Festival Rurung Peliatan (FRP) II Tahun 2018 di Jalan Banjar Teges Kawan Yangloni, Desa Peliatan, Ubud, telah berlangsung tiga hari hingga Minggu (23/12).

GIANYAR, NusaBali
Selama kegiatan, FRP mengutamakan kearifan lokal. Mulai dari tradisi yang hampir hilang hingga makanan tradisional yang punah.  Hal itu diungkapkan konseptor festival, I Wayan Sudiarsa alias Pacet. Dijelaskan, secara umum tema festival adalah Lelaku Tani, berarti lelakon, yaitu peranan dalam kehidupan.

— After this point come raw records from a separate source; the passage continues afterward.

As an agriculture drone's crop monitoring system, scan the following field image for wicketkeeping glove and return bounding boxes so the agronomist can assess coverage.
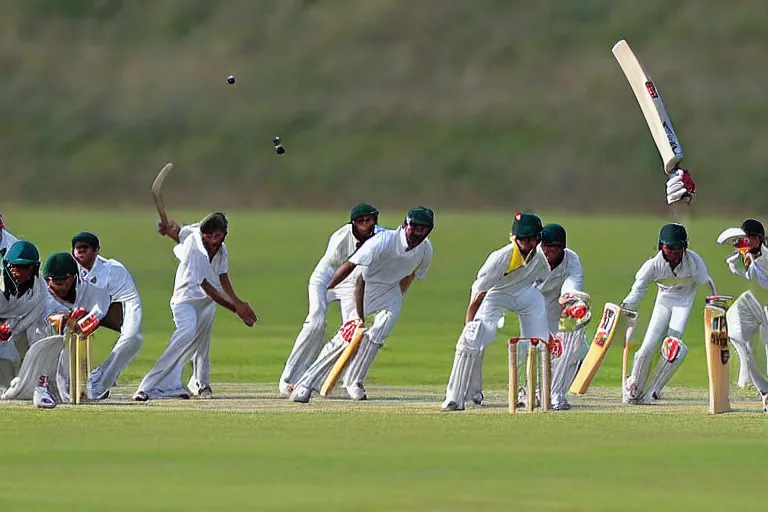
[667,169,696,204]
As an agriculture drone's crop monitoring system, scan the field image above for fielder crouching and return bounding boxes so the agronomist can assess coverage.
[725,219,768,412]
[291,207,435,403]
[621,224,717,404]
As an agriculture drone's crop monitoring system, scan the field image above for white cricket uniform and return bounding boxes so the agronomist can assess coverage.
[292,226,433,399]
[622,250,712,401]
[726,246,768,397]
[0,228,19,254]
[442,242,549,410]
[79,255,144,396]
[280,223,383,391]
[0,272,48,389]
[536,248,587,408]
[137,224,229,398]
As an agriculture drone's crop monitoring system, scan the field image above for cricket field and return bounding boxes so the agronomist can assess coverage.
[0,205,768,511]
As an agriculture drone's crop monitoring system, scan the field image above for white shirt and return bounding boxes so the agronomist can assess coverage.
[171,224,229,306]
[535,248,584,304]
[472,242,549,297]
[45,278,112,320]
[0,228,19,254]
[78,255,140,303]
[622,249,711,310]
[309,224,384,288]
[349,226,432,295]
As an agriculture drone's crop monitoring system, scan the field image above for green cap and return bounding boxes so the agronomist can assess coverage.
[72,231,100,249]
[43,252,77,279]
[349,203,379,221]
[512,212,543,238]
[541,224,565,247]
[405,206,435,228]
[659,224,688,249]
[3,240,40,265]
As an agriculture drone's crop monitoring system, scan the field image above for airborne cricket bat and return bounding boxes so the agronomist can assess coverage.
[612,39,683,174]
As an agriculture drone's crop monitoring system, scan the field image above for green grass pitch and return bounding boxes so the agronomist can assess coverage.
[0,206,768,511]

Sedangkan ‘tani’ sebagai sumber daya manusia (SDM), dan sebagai bentuk lain fungsi diri dalam kehidupan. “Sesuai tema itu kami sengaja lebih mengedepankan potensi yang ada di Desa Peliatan,” terangnya.

Dalam festival tersebut pihaknya hanya menyediakan stand 10 buah diisi warga lokal, dengan ketentuan menyediakan masakan, jajan, dan minuman lokal. Mulai dari pedagang lawar, pedagang jajan Bali berupa laklak hingga sagon, dan pedagang minuman berupa berbagai loloh maupun  daluman. Di samping itu juga ada yang menjual masakan dan makanan tradisional Bali dengan cara pengolahannya  juga tradisional. “Kalau makanan maupun jajan ciri khas Desa Peliatan adalah pedagang lawar sama jajan sagonnya. Karena pedagang yang berjualan di stand itu telah membuka usahanya sejak beberapa puluhan tahun. Sehingga menjadi legendaris yang telah diwarisi secara turun temurun,” papar pria asli Peliatan tersebut.